The hospitals alternated interventions every 2 months. Separate populations of patients with open or closed fractures were enrolled and included in the analysis. Outcomes were assessed at 3 months, 6 months, 9 months, and 12 months after the fracture.

The primary outcome was surgical site infection, that is, superficial incisional infection within 30 days or deep incisional or organ-space infection within 90 days. The secondary outcome was unplanned reoperation for complications related to fracture healing.

The trial included 6785 patients with a closed fracture (mean age, 53 years; 51% women) and 1700 patients with an open fracture (mean age, 45 years; 64% men).

Among participants with a closed fracture, surgical site infection occurred in 77 patients (2.4%) in the iodine group and in 108 (3.3%) in the chlorhexidine group (odds ratio, 0.74), which was a significant difference.

In the open fracture population, surgical site infection occurred in 54 patients (6.5%) in the iodine group and 60 patients (7.3%) in the chlorhexidine group (odds ratio, 0.86). One-year outcomes, serious adverse events, and the frequencies of unplanned reoperation were similar between groups.

One limitation of the study was a lower-than-anticipated baseline infection risk in the open fracture group, which reduced the statistical power of the comparison. There was better adherence among patients in the chlorhexidine group, which might have affected the observed treatment effect. Varying cluster sizes might have led to a prognostic imbalance. Also, the generalizability to patients undergoing surgery for an indication other than a fracture is unknown.

Potential to Save Lives

Commenting on the study for Medscape Medical News, Mandeep S. Tamber, MD, PhD, associate head of neurosurgery at The University of British Columbia and chair of the Mortality Review Committee at BC Children's and BC Women's Hospitals, Vancouver, British Columbia, Canada, said, "The authors should be commended for designing and executing a well-run clinical trial demonstrating that a relatively minor change to perioperative infection prevention practices, using a commonly available, easily implemented, and generally inexpensive intervention, can have an important effect on infection prevention, potentially saving many lives." Tamber did not participate in the research.

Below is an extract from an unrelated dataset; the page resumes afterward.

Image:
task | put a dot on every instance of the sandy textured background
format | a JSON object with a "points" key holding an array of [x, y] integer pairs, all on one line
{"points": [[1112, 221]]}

"The results of this study do need to be replicated in other populations and for other types of operations. A logical next step would be to apply this type of study design to other surgical populations, such as children, and other types of surgical procedures."

In a related editorial, Selwyn O. Rogers Jr, MD, MPH, James E. Bowman Jr, professor of surgery at the University of Chicago Medicine, Chicago, Illinois, and Richard P. Wenzel, MD, emeritus professor and chair of internal medicine at Virginia Commonwealth University in Richmond, Virginia, wrote that the trial is "rigorous and well designed." Nevertheless, they pointed to the fact that the investigators could not evaluate sources of organisms outside of the skin that might also be causing surgical site infections, such as Staphylococcus aureus in the nasopharynx and gut.

"[W]e need more innovative trials testing novel approaches to further lower the infection risk," Rogers and Wenzel wrote. "Moreover, a deeper understanding of the individual patient’s microbiome may allow for tailored interventions to further decrease the incidence of infection…We await next-generation innovations to achieve zero surgical site infections."

The study was funded by a grant from the Patient-Centered Outcomes Research Institute and by the Canadian Institutes of Health Research. Sprague and Tamber disclosed no conflicts of interest. Rogers and Wenzel are editors of the New England Journal of Medicine.